Naturalmente siamo ancora nel campo delle ipotesi teoriche. Lo stesso Fontana riconosce che il modello richiede condizioni oggi praticamente irraggiungibili. Servirebbero nuclei superpesanti estremamente instabili, tecnologie capaci di manipolare particelle a livello nucleare e strumenti in grado di rilevare onde gravitazionali milioni di volte più rapide di quelle osservate dagli attuali interferometri come LIGO. «Il presente lavoro è una dimostrazione di fattibilità; l’implementazione pratica richiederà probabilmente scoperte rivoluzionarie sia nella produzione di isotopi che nel rilevamento dei gravitoni», scrive il ricercatore.

Eppure è proprio a questo punto che la ricerca ha attirato l’attenzione di molti appassionati di UFO. Il motivo è semplice. Da anni, uno dei racconti più controversi e affascinanti è quello di Bob Lazar, l’uomo che sostiene di aver lavorato su velivoli extraterrestri recuperati dal governo americano. Lazar ha descritto una tecnologia basata sulla manipolazione della gravità, capace di permettere a dischi volanti di librarsi in aria senza rumore, senza ali e senza sistemi di propulsione convenzionali. Giorgio Fontana, ovviamente, non cita mai Lazar nel suo lavoro e non collega la sua teoria agli UFO. Tuttavia il parallelo è inevitabile. In entrambi i casi troviamo l’idea di una propulsione che non utilizza carburante tradizionale e che agisce direttamente sulla gravità.

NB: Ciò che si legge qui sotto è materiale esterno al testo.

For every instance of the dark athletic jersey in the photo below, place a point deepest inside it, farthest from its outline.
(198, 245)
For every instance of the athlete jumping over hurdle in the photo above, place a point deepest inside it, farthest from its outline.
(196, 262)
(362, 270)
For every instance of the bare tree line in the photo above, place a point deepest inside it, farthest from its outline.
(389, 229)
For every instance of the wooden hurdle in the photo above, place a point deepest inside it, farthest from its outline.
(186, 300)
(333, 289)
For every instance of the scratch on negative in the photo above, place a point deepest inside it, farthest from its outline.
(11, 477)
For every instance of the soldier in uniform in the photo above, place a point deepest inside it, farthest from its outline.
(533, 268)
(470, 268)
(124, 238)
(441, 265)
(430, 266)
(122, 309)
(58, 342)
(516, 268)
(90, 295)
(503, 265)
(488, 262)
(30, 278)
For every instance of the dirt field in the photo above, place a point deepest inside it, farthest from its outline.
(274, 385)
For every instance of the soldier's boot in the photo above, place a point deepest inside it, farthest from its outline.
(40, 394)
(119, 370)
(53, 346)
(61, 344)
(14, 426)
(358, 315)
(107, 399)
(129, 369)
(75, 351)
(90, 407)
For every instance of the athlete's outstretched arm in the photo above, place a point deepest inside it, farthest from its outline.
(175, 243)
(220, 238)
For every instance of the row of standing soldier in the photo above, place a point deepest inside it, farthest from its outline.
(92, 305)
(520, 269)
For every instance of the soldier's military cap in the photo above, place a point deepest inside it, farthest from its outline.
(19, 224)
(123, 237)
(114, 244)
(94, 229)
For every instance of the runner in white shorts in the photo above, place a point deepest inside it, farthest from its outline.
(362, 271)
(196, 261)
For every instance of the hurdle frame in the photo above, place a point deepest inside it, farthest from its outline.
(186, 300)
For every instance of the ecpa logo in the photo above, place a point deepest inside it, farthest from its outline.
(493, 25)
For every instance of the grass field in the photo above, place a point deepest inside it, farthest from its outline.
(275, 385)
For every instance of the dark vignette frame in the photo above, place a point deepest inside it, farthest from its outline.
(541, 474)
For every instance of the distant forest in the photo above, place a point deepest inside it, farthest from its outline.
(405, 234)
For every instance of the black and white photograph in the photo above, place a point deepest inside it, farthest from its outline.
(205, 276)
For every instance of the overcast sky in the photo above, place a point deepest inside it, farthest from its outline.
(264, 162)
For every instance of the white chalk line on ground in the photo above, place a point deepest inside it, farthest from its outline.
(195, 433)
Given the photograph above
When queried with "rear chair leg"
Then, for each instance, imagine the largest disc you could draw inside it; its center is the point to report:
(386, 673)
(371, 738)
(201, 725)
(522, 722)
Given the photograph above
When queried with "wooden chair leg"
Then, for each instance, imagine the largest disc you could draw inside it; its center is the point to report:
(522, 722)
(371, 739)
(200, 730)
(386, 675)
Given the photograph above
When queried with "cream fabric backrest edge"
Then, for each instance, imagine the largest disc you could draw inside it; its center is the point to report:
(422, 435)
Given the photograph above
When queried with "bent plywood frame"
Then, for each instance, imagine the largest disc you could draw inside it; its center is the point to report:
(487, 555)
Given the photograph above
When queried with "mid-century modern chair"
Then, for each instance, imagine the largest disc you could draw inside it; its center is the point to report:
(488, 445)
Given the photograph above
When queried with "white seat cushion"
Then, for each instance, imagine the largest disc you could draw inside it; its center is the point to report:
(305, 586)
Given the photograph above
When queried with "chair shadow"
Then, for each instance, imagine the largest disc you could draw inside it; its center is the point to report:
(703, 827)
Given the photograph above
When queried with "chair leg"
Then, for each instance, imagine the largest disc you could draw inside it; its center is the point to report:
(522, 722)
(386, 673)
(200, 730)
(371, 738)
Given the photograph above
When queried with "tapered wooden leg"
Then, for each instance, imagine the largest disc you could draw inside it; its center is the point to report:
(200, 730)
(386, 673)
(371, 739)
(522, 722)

Naturalmente questo non significa che le affermazioni di Lazar siano corrette o che gli UFO utilizzino davvero un sistema simile. E una coincidenza concettuale non rappresenta una prova. Resta però un fatto interessante. Per la prima volta da molto tempo, una proposta proveniente dall’ambito accademico affronta seriamente uno dei problemi più grandi legati al fenomeno UFO: come possa essere possibile una propulsione apparentemente incompatibile con le tecnologie attuali. Non siamo davanti a una scoperta epocale né a una prova dell’esistenza di veicoli extraterrestri. Siamo piuttosto di fronte a un esercizio teorico che tenta di spingersi oltre i confini della fisica conosciuta. «Esplorare queste idee marginali affina i nostri strumenti per testare i limiti della fisica conosciuta e potrebbe, inaspettatamente, rivelare percorsi verso nuove tecnologie», chiosa il dottor Fontana.